Where The Wild Things Are Movie Poster

Where The Wild Things Are

Although the course that I did at Escape Studios was called ‘Complete Compositing’ the larger post production houses would not usually hire someone as a compositor that didn’t already have some experience working on feature films. I was always expecting to have to start in a paint and roto department. Paint and rotoscoping are two separate disciplines but both are staples for compositing.

Rotoscoping involves ‘cutting out’ parts of a live action plate that the compositors need separately from the rest of the shot. This needs to be done if the objects couldn’t be shot as separate elements in front of blue or green screens.

The process involves tracing around the objects on a particular frame and then animating the shape to match the outline of the object as it moves through the shot. This can be a slow and manual process.

At Framestore we used a piece of software called Silhouette for our roto work. Once we had completed the rotoscoping we rendered our shapes out as black and white mattes that the compositors could use to isolate the objects.

The paint tasks involved removing things that were in the shot that weren’t supposed to be there in the final shot. An example would be painting out wires supporting an actor during a stunt but most often it seems to be removing markers placed in the shot to help the camera tracking department.

I was hired as Framestore was ramping up for Where The Wild Things Are. Because we were animating the faces on all of the monsters, each monster had about 10 markers on them. These had to painted out in every shot.

There is a blurred line between the paint work and compositing so most of the paint work was done in Shake, with Nuke starting to take over by the end of my time in the department. Silhouette also had excellent paint tools and was sometimes used as well.

During my time in Paint and Roto I also worked on Avatar, Clash of The Titans and Salt.

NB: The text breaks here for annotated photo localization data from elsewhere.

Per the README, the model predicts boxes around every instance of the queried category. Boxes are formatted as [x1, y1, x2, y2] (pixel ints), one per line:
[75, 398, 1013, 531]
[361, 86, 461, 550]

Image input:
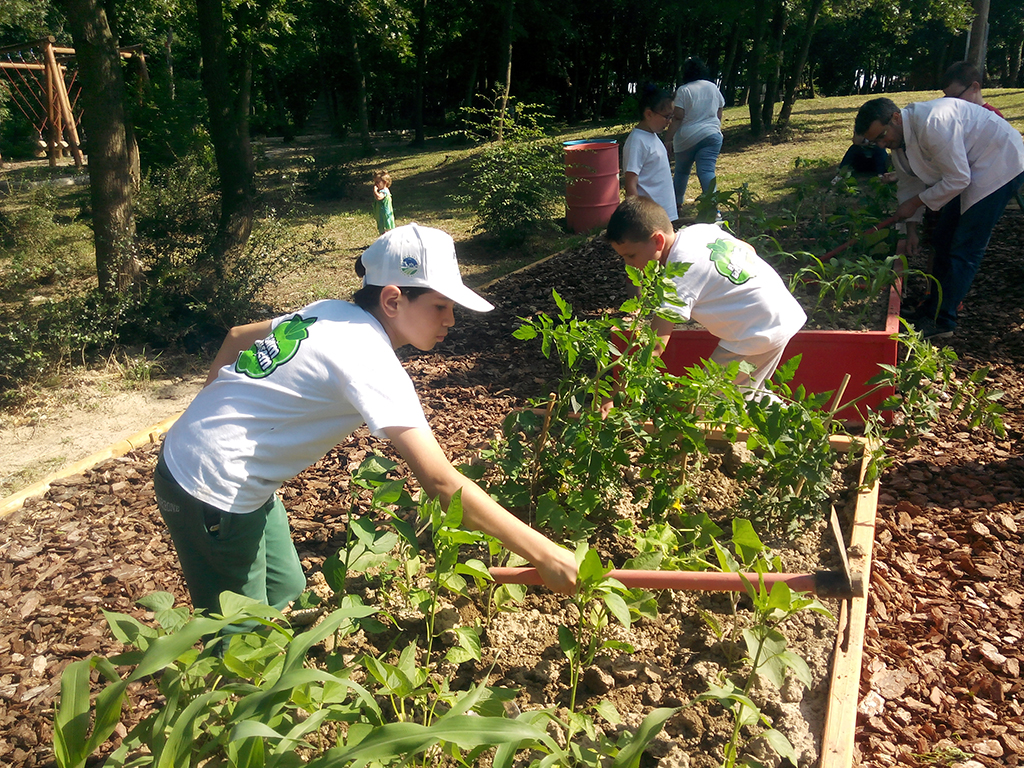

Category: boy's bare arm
[204, 320, 274, 386]
[650, 316, 675, 355]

Although the paint and roto department is not as glamorous as compositing, and I certainly wouldn’t want to have worked there forever, I am really glad I spent a year there. I learned a huge amount and worked on shots that I am still proud of.

This was the first time that I had worked with footage from film instead of video so I had to deal with grain and colour spaces. I learned loads of techniques and completed shots that I would never have thought were possible before I started.

More importantly I learned a lot about working on a high profile film project. I was surprised at how closely my work was scrutinised before it was approved and the sort of things that were noticed and sent back. In my previous jobs I had never had my work checked frame by frame while the viewer lifted the brightness to check the darkest areas of the shot that the naked eye could never see.

Working to this standard on these projects really prepared me for my move into compositing.